Матери своей он не любил, всегда чувствовал, что приходится ей в тягость.
"Шлюха она и есть шлюха, - думал он о ней с неприязнью. - Всю жизнь только о мужиках и думала. Сколько у нее их было сама давно со счету сбилась. Не знает, наверное, от кого меня зачала. А одевается так, будто ей двадцать лет - в мини юбку и топик со шнуровкой на спине. Смотреть противно. Самой-то скоро уже пятьдесят шесть, а все под молодуху костит. Волосы вон под цвет соломы выкрасила, брови насурьмила, "свисток" накрасила, а на роже морщины горячим утюгом разгладить забыла. Дура старая, совсем из ума выжила. Типичная старая б…"
- Я, Вовчик, посуду кое-какую заберу, - ворковала мать из кухни, хлопая дверцами шкафчиков. Голос у родительницы был грубым, прокуренным. - И кое-что из шмоток.
- Ладно, - вяло разрешил Нечистый.
- Как живешь-то, сынок? - голос матери уже раздавался из зала. Теперь хлопали дверцы "стенки".

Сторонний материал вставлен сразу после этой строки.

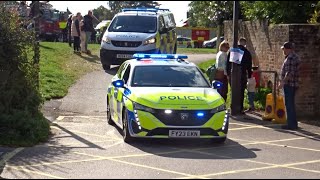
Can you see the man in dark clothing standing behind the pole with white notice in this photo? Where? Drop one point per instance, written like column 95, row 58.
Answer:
column 246, row 70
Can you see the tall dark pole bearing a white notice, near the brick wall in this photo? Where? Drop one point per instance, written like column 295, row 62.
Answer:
column 235, row 71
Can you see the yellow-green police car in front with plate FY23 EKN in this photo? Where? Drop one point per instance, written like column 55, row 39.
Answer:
column 165, row 96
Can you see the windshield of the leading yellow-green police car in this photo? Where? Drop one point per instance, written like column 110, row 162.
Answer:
column 168, row 76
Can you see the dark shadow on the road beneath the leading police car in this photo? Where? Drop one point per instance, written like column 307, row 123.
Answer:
column 192, row 148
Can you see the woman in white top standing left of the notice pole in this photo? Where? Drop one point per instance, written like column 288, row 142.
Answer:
column 221, row 73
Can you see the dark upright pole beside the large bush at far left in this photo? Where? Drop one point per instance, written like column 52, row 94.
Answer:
column 36, row 58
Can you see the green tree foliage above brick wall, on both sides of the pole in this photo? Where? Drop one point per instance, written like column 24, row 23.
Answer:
column 212, row 13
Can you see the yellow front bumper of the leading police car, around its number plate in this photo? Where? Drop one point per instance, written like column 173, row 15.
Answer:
column 148, row 126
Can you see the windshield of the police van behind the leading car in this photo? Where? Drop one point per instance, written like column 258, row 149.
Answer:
column 142, row 24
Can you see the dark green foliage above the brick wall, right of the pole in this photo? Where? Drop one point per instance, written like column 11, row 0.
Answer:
column 279, row 11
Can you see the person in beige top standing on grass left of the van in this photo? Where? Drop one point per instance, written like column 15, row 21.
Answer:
column 75, row 32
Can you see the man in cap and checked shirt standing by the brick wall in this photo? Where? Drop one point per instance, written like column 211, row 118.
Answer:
column 289, row 82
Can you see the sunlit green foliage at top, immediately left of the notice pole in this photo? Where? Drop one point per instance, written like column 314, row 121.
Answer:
column 209, row 13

Нечистый повернулся на бок, взял со стоявшего рядом стула пачку сигарет и, прикуривая, сказал:
- Нормально. Чего и тебе желаю.
- О! А это что? - очевидно, мать наткнулась на украденные в ларьке продукты. И действительно вскоре появилась в лоджии с бутылкой коньяку в одной руке и банкой красной икры в другой. Ее сильно накрашенные глаза округлились от удивления и восторга. - Откуда это, Вовка?
Выпустив в потолок струю дыма, Нечистый лениво махнул рукой.

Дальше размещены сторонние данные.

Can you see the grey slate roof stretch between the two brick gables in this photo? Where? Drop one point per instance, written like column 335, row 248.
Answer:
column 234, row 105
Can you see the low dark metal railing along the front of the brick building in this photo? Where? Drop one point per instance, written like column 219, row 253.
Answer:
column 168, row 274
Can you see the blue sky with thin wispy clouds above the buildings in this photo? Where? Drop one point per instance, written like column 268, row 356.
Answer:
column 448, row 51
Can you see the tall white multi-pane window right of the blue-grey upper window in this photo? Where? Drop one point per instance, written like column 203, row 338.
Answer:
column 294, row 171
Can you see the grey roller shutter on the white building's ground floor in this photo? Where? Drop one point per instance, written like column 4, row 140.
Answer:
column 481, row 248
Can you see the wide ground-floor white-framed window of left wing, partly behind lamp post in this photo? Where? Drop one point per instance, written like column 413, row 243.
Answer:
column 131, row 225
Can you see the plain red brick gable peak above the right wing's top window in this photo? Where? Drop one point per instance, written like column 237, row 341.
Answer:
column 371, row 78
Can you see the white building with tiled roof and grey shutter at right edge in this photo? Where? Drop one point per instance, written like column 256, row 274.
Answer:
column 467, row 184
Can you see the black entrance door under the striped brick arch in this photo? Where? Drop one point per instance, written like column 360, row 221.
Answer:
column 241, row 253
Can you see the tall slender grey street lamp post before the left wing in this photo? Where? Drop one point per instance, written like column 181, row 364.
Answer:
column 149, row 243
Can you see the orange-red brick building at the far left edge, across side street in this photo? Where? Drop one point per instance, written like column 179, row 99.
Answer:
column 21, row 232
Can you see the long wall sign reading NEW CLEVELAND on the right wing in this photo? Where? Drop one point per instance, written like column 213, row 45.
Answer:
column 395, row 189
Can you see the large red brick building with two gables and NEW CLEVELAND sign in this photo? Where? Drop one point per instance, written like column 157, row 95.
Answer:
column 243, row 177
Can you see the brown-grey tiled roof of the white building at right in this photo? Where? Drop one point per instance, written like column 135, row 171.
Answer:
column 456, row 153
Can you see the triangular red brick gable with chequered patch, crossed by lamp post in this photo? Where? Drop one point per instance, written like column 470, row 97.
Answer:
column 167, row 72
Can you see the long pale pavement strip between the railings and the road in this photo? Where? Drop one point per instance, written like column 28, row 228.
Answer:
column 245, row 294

- Да так, товар с корешем прикупили. Хотим магазинчик свой открыть. Только ты никому про это не говори.
Мать сделала вид, будто верит байке сына.
- Ладно, Вовчик, не скажу, - кивнула она и подобострастно улыбнулась: - А можно я чего-нибудь возьму у тебя?
Нечистый хмыкнул:
- Бери чего хочешь и сколько хочешь, - а когда обрадованная мать скрылась с подарками в зале, тихо проворчал: - Только сматывайся быстрее.
Уже прощаясь, мать, заглянув с полной сумкой в лоджию, просительно сказала:
- Ты бы дома бордель не устраивал, сынок! А то соседи участковому заявят, хлопот не оберемся.
- Все будет нормально, - заверил Нечистый. - Ты иди, иди, за меня не беспокойся.
Едва Алиферов, проводив мать, отправился в ванную бриться, как снова прозвонил звонок. "Кого еще черти в такую рань принесли? - подумал он недоуменно. - Уж не ментов ли?" Нечистый крадучись вернулся в прихожую, заглянул в глазок… и, радостно вскрикнув, распахнул дверь. На пороге стоял рослый, широкоплечий, пышущий здоровьем мужчина за тридцать лет. На его квадратном грубо вылепленном лице с большими навыкате, как у быка, желтоватыми глазами блуждала самодовольная ухмылка.